Il ne devrait d'ailleurs pas non plus poser de problèmes aux partis démocratiques de l'opposition puisque l'objectif poursuivi consiste uniquement à rendre applicable une loi votée par l'ensemble des partis démocratiques en 1999.

L'échéance électorale de juin 2003 n'incite cependant pas à l'optimisme dans un avenir proche.

 

Conclusions

L'article 15ter de la loi du 4 juillet 1989 telle que modifiée par la loi du 12 février 1999 n'est pas applicable plus de trois ans après son entrée en vigueur.

Bien que la Cour d'arbitrage en ait restreint la portée, la conformité des principes qu'il énonce avec la Constitution est établie.

Cela veut dire qu'en droit belge, un parti qui ne respecte pas les grands principes de la démocratie (et la lutte contre le racisme et la xénophobie en fait partie) peut se voir priver de financement.

Malgré l'existence de cette règle, un parti comme le Vlaams Blok ne peut être sanctionné, faute d'arrêté d'application. L'image qui résulte de cette situation est évidemment désastreuse.

On notera d'ailleurs que la Belgique s'est récemment fait égratigner par un rapport du Comité des Nations Unies datant du mois d'avril 2002 s'interrogeant notamment sur l'absence prolongée de l'effectivité de cette loi.

Le Centre pour l'égalité des chances a également pris la peine d'écrire aux présidents des partis démocratiques afin de débloquer le dossier.

Face à ce blocage, le Parlement bruxellois a décidé de réfléchir à l'élaboration d'une ordonnance régionale instaurant un mécanisme similaire s'appliquant à la dotation de fonctionnement des groupes parlementaires de cette assemblée.
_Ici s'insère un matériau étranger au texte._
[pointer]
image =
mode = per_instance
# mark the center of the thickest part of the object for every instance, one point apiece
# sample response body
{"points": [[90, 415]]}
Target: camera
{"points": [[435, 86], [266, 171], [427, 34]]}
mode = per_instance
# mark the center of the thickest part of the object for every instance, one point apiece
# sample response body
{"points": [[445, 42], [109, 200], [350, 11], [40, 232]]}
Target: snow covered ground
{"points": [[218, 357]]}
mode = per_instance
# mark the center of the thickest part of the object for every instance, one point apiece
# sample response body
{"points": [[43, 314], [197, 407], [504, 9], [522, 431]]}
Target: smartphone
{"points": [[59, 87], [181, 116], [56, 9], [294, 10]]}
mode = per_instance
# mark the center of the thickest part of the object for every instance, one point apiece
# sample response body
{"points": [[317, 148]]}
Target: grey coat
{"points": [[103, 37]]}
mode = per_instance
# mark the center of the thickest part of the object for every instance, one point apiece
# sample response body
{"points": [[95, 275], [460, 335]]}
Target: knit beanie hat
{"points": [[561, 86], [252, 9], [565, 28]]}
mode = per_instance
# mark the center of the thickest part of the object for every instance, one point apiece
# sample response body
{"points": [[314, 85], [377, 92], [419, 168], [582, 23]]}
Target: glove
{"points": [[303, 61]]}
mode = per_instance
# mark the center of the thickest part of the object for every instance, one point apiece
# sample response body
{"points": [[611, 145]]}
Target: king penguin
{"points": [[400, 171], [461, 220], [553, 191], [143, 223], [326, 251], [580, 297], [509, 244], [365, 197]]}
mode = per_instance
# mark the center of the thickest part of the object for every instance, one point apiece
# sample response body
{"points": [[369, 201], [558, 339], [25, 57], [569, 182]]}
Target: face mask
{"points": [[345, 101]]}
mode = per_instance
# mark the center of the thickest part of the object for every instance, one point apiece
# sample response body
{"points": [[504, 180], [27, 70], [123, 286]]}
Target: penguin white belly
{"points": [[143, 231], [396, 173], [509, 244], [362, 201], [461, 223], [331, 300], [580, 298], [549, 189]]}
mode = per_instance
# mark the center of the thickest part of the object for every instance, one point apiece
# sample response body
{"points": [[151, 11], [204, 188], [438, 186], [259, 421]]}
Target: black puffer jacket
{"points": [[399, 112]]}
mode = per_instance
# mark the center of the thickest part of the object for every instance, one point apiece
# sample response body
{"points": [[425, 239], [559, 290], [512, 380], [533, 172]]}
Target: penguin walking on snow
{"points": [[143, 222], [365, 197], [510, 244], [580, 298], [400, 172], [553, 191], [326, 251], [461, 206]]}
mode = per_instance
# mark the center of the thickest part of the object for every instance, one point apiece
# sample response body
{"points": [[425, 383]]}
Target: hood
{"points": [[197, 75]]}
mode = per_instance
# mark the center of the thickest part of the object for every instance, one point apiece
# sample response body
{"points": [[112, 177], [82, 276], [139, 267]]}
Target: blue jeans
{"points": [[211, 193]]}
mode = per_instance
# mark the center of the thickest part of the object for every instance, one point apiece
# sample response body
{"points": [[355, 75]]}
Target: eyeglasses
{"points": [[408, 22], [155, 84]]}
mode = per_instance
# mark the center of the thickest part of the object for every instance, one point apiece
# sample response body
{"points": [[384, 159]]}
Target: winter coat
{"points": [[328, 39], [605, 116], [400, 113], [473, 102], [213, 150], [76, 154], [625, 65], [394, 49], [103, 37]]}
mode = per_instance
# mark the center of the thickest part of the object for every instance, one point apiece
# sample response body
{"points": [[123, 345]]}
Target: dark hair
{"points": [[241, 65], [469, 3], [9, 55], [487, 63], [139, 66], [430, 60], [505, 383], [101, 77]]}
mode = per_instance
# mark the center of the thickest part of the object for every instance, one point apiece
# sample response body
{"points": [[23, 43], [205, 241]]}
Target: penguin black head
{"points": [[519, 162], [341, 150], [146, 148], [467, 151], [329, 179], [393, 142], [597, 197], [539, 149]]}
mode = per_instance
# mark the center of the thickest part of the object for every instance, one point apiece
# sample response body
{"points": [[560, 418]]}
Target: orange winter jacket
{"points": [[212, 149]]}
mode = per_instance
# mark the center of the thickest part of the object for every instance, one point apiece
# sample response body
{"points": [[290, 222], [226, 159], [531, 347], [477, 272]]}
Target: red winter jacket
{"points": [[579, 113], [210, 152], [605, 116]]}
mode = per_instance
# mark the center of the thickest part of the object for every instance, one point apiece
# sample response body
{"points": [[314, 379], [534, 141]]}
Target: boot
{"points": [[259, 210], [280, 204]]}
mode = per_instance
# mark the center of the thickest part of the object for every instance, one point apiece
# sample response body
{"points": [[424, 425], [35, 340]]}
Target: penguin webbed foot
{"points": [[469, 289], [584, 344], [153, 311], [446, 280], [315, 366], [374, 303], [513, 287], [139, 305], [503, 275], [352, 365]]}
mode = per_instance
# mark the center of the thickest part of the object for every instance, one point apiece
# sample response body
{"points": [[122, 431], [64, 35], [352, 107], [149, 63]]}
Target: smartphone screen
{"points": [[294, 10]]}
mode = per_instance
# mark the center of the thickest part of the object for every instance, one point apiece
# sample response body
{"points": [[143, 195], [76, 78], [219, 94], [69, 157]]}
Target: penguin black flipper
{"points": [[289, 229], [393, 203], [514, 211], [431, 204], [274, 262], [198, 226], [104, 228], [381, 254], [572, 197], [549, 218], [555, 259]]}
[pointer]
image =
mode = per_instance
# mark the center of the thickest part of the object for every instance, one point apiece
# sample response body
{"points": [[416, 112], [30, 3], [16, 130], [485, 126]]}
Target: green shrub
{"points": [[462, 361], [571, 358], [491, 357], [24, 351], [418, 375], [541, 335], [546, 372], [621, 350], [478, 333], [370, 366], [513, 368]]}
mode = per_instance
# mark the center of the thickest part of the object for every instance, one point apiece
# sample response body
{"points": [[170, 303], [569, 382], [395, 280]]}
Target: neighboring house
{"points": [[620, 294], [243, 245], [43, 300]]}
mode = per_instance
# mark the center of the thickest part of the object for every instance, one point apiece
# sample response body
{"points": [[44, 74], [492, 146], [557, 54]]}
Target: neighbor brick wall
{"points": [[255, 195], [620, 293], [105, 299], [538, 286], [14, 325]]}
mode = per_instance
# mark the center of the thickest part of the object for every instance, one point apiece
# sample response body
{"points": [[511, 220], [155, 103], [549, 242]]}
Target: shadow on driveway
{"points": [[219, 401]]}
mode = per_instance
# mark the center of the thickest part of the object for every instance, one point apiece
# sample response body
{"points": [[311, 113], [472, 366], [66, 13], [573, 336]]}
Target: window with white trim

Certes, le texte de l'article 15ter est perfectible, particulièrement sur le plan des définitions.

Sa portée se limite à la question de la dotation fédérale perçue par les partis politiques, négligeant d'autres aspects des moyens d'action mis à la disposition de ceux-ci (accès aux médias, financement des groupes parlementaires,…).

Certains auteurs ont fait d'intéressantes propositions visant à instaurer une procédure plus complète de déchéance des partis " liberticides " qui les priverait de l'ensemble des avantages que le système démocratique leur reconnaît . Ces idées ont fait l'objet d'une proposition de déclaration de révision de la Constitution déposée par les sénateurs Nagy et Cornil le 18 juillet 2001.

Devant les réticences, les blocages et les craintes que suscitent l'évocation même du Vlaams Blok et de la thématique de l'extrême-droite, il semble préférable de se contenter, dans un premier temps, d'engranger ce qui peut l'être.

L'article 15ter de la loi sur le financement des partis politiques représentait, lors de son vote en 1999, une solution de compromis. Il est plus que temps que ses termes soient enfin respectés.